桜花彩麗伝


「恐らく、指揮を()っている何者かがいるのでしょう。虞家や寧家はその名を利用されただけ」

 朔弦の言葉にはっと顔を上げる。

「もしや奥方さまを手にかけた兇手(きょうしゅ)も……」

「ああ、利用されたのだろう。よりにもよって劉氏の件を蒸し返したのには意図があるはずだ」

「……また何か仕掛けるつもりでいるんだろ」

 なるべく感情を押し殺し、悠景は淡々と言った。
 そうしなければ感情がまとまらなかった。黒幕の卑劣さに腹が立つ上、思いのほか強大な気配にもたじろいでしまう。

 朔弦は叔父の言葉を、俯くように首肯(しゅこう)した。

 虞家や寧家を貶めるための所業だったのであれば、既に目的が果たされたいま、これ以上の害はない。
 しかし、そうでないとなると────今回の一件はとっかかりに過ぎない。
 このあと、黒幕は“本来の目的”を遂行するために動き出すだろう。
 さらなる凶事(きょうじ)が待ち構えているわけだ。

 わざわざ緋茜の死を蒸し返したということは、元明に対する挑発とも受け取れる。
 すなわち、鳳家への宣戦布告。

「…………」

 元明は視線を落とした。
 こうも卑怯で、尊大(そんだい)で、鳳家を相手取って事を仕掛けられる者など、ひとりしかいない。
 強い妬心(としん)が、()を誰より残忍にしているのだろう。

「……春蘭には、すべて黙っていて欲しい」

 ややあって、元明が優しい声で言った。
 胸の内を渦巻くあらゆる感情を持ち出せば、相手の思うつぼだということをよく分かっていた。

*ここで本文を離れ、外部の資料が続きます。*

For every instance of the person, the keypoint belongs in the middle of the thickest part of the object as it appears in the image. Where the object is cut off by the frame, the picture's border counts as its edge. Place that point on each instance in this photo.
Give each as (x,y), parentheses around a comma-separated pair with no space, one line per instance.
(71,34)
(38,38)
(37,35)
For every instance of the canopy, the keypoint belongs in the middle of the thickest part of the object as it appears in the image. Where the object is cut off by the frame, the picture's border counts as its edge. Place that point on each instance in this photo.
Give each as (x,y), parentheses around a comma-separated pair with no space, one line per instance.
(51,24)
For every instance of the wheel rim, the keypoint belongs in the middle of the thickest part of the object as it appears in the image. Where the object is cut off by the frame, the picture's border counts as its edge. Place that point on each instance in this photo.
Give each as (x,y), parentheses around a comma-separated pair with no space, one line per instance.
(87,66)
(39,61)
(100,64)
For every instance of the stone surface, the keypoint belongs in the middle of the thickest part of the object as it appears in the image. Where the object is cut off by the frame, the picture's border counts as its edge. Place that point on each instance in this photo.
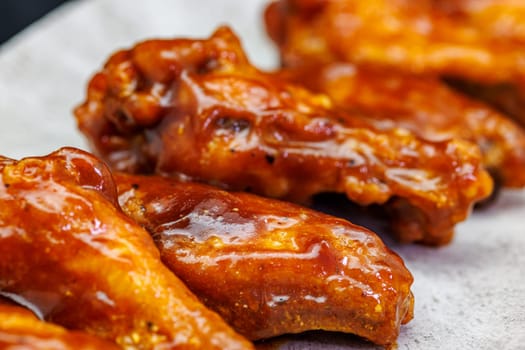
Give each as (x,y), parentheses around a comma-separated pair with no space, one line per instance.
(469,295)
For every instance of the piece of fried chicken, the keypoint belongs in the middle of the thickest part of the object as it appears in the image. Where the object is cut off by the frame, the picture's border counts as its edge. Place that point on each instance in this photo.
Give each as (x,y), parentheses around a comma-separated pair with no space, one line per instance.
(424,105)
(68,251)
(21,329)
(198,109)
(477,43)
(270,267)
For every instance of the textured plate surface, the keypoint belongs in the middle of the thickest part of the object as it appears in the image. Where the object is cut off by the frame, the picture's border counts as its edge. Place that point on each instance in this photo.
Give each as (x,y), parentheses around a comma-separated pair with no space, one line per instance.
(469,295)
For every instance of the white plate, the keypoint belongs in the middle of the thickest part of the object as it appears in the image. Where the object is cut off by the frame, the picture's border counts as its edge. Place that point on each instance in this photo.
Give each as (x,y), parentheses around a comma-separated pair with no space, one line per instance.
(469,295)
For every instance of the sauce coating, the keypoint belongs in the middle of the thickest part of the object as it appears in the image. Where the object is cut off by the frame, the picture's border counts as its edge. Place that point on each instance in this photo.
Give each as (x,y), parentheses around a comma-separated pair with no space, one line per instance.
(20,329)
(424,105)
(270,267)
(69,251)
(479,44)
(198,109)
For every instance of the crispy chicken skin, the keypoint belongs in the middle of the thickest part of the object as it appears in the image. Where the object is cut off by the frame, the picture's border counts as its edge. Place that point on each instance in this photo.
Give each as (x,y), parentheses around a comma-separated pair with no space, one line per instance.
(423,105)
(270,267)
(478,43)
(70,252)
(479,40)
(21,330)
(198,109)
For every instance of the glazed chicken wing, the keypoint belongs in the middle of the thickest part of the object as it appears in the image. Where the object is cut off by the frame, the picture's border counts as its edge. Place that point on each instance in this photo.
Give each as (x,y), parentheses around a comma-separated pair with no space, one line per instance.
(68,251)
(425,106)
(270,267)
(478,43)
(198,109)
(20,329)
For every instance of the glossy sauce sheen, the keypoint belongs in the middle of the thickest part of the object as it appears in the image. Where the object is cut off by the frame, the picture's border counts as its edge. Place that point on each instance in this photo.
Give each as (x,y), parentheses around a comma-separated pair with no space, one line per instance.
(198,109)
(477,40)
(68,251)
(270,267)
(20,329)
(477,43)
(424,105)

 母の死について何も知らない春蘭に余計な心労は負わせられない。
 一件を耳にすれば、妃選びの妨げにしかならないだろう。
 そんな元明の判断に異を唱える者はいなかった。



     ◇



 蕭邸、母屋(おもや)にある容燕の部屋へ黑影が参上した。

 例の兇手(きょうしゅ)をその手で斬った航季は意気揚々と父に報告へ向かい、計画の成功を悟った容燕とともに上機嫌で祝杯を挙げていたところであった。
 しかし、一方で黑影の表情は晴れない。

「どうだ、黑影。おまえもこっちへ来て一献(いっこん)傾けろ」

 いつになく愉快そうに航季が言った。
 黑影は、すぐには答えられなかった。

 そのときのこと────山道での出来事が自ずと脳裏(のうり)に蘇ってくる。

『そんな……。お助けを! 俺はただ、あの女を殺したときから容燕さまの言う通りにしてきただろ!』

 抜き身の剣を目の前に腰を抜かした兇手(きょうしゅ)は、必死の形相で航季に訴えかけた。

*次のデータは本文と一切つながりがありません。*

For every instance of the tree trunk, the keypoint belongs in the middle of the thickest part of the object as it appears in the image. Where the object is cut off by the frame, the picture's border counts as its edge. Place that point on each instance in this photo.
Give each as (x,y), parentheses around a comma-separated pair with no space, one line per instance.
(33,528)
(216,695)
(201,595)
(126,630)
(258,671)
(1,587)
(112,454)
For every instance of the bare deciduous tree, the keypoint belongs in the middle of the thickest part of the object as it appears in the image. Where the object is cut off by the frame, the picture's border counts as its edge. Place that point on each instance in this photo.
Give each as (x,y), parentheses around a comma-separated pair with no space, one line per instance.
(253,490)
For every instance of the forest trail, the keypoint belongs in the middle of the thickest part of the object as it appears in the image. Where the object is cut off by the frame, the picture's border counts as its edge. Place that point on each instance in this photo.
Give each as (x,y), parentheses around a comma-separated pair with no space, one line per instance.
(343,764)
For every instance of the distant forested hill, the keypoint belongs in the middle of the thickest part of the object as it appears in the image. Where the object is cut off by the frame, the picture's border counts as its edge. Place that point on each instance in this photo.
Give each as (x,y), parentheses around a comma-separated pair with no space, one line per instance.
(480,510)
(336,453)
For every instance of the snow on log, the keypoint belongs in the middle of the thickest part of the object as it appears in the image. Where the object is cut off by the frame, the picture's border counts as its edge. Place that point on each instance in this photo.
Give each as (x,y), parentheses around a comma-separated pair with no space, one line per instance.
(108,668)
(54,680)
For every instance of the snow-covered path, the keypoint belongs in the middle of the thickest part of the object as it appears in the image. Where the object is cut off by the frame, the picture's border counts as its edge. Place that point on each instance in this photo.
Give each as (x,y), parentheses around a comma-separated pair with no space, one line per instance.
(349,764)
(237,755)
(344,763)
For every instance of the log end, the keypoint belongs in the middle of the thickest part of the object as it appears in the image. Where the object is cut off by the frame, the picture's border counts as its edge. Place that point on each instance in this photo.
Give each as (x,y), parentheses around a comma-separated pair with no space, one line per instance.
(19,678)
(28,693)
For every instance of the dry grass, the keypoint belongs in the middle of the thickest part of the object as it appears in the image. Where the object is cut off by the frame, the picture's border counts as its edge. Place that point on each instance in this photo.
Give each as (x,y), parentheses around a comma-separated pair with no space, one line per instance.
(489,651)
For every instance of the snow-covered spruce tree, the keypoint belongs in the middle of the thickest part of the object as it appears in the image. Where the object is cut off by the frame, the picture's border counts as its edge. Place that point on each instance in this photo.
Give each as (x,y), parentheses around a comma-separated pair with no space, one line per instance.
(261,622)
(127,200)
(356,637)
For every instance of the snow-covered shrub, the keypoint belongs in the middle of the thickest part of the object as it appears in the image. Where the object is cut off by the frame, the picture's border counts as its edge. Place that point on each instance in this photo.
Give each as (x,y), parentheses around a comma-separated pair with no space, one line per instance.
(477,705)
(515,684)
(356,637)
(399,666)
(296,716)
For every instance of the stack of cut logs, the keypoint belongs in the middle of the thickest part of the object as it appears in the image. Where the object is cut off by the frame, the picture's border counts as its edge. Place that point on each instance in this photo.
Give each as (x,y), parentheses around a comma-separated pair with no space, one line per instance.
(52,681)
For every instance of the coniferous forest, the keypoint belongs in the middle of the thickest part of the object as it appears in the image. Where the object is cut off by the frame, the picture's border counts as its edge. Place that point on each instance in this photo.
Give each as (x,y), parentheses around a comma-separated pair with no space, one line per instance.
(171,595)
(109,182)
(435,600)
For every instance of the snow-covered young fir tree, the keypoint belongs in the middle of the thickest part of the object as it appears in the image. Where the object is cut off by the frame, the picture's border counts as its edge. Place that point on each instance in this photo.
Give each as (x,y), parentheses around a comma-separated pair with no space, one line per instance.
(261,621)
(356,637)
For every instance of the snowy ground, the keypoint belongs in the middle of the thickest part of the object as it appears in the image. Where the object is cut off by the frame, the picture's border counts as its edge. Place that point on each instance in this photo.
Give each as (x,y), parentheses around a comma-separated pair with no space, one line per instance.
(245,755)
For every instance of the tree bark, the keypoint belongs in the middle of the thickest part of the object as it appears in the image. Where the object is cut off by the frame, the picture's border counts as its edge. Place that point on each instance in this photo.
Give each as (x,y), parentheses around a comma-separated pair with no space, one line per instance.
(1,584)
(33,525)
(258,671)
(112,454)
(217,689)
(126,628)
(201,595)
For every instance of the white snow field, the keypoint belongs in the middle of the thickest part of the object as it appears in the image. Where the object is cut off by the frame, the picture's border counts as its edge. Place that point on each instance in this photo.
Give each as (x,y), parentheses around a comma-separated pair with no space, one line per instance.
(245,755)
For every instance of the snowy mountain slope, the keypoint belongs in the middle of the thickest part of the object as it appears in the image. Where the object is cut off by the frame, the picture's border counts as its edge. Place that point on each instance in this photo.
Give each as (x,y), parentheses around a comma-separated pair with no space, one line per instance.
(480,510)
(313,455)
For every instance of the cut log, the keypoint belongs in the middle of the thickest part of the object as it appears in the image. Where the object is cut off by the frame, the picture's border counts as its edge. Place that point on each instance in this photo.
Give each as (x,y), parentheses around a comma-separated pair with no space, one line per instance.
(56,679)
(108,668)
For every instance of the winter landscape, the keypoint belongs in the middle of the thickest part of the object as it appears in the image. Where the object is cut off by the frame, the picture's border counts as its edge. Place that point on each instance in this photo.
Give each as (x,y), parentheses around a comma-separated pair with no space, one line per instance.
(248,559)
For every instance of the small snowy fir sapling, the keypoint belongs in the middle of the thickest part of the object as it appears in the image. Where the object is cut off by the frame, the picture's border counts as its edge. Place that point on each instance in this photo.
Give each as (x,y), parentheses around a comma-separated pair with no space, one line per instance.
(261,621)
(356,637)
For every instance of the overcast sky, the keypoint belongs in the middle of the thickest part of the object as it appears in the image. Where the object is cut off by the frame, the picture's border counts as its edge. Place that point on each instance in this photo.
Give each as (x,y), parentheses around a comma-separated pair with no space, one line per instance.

 十五年前、容燕の命に従って劉緋茜を殺害したのちは、死んだように息を潜めて生きてきた。
 生活に困らないだけの資金提供を受け、隠遁(いんとん)してきたのもほかならぬ容燕の指示である。
 それが、いまさら何の(いわ)れがあって裏切られなければならないというのか、男にはまるで理解できなかった。